In truth, Babette is the inversion of Regina: on the surface she is composed, buoyant, if not commanding, but Rhéauna senses an underlying unease. When Babette literally forces a birthday party upon Rhéauna, she plans it with a “ridiculous energy that is very close to despair.” In this way, Babette and her husband represent the excesses of urban “civilization”—exemplified in the pageantry of Rhéauna’s birthday party, which is awash in movement and pleasantries, but little personal engagement. Babette’s association with the “big city” and its markers of modernity, aligns her busy-bodied character with progress itself. She chimes: “You can’t stop progress, can you?” But Tremblay reveals the underlying humanity in Babette, especially in her dedication to her husband’s plight, which is sublime in its grotesquerie and compassion.

Gilmour’s novel is narrated from a male point of view and focusses on a single evening, in which a brother helps his sister, Sally, commit suicide in her apartment.
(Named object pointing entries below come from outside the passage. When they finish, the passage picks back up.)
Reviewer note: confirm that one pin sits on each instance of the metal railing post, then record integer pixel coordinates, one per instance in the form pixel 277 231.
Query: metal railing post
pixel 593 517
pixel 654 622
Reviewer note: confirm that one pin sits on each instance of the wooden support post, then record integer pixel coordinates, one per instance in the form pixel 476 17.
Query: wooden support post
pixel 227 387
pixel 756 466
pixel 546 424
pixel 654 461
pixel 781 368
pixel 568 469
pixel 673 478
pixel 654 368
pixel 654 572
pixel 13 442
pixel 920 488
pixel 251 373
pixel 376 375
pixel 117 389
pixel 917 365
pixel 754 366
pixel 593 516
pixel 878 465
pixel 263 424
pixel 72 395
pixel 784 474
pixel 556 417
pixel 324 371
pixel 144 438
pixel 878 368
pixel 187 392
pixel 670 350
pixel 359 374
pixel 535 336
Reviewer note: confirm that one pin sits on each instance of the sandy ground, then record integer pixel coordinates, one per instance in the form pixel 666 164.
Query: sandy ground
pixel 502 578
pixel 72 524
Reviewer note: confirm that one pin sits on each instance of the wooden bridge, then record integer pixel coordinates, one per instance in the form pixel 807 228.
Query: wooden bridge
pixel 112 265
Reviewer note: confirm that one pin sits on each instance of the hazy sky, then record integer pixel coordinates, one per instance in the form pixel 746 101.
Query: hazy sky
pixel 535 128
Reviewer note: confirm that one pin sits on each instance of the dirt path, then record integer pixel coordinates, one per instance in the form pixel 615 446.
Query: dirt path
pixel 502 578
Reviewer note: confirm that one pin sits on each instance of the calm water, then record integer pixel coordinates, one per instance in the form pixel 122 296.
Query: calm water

In extended monologue, Sally reflects upon her ex, Bruce, revealing her past gender preferences which limited her to choose a “masculine” man who turned out to be incompatible with her erudite “femininity”. She had “admired” his “old-fashioned, tight-lipped masculinity, suggesting that “real men” were “a rare thing these days,” and confessing that “what women like about men is that they are not women. And they don’t think like women.” But it is precisely this rigid gender binary that leads to their dissolution: Bruce’s taciturnity develops into social anxiety, jealousy, and a general breakdown in communication, prompting Sally to leave.
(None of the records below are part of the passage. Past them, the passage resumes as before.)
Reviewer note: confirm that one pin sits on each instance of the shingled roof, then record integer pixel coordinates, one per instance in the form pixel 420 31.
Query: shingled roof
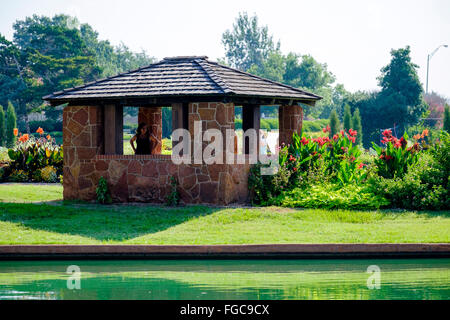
pixel 187 77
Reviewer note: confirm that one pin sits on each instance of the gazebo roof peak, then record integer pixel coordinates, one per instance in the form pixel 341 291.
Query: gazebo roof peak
pixel 187 78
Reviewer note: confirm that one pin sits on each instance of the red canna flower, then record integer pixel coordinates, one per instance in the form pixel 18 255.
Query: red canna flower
pixel 327 129
pixel 304 141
Breaking free of these gendered limitations, Sally becomes an independent woman living on the profits of a business deal. She takes her children with her to San Miguel, Mexico—much to Bruce’s chagrin—and it is here, seemingly at the height of her independence, that she has an accident, a mere trip and fall, that renders her immobile. And while lying on the floor, she imagines Bruce saying: “She brought this on herself.” It is in this moment of weakness that a repressed masculine voice of judgement emerges, which is really her own internalized voice of patriarchy, condemning her for transgressing certain gender limits.

In this way, Sally’s accident is a figurative death, a limitation of her newly acquired freedom. But here, actual death is construed as a last choice, an act of empowered volition, because it is what she wants. In this sense, the narrator is performing the penultimate selfless act for another: facilitating and bearing witness to the freedom to choose the ending of one’s own life. Thus, the narrator’s act is a petit mort—in Eagleton’s sense—par excellence: a self-giving of friendship that actually puts him in a direct relationship with the freely chosen suicide of a loved one. Such “self-giving”—though not always to this extreme—can prepare us for the complete loss of self, gender included, that is death.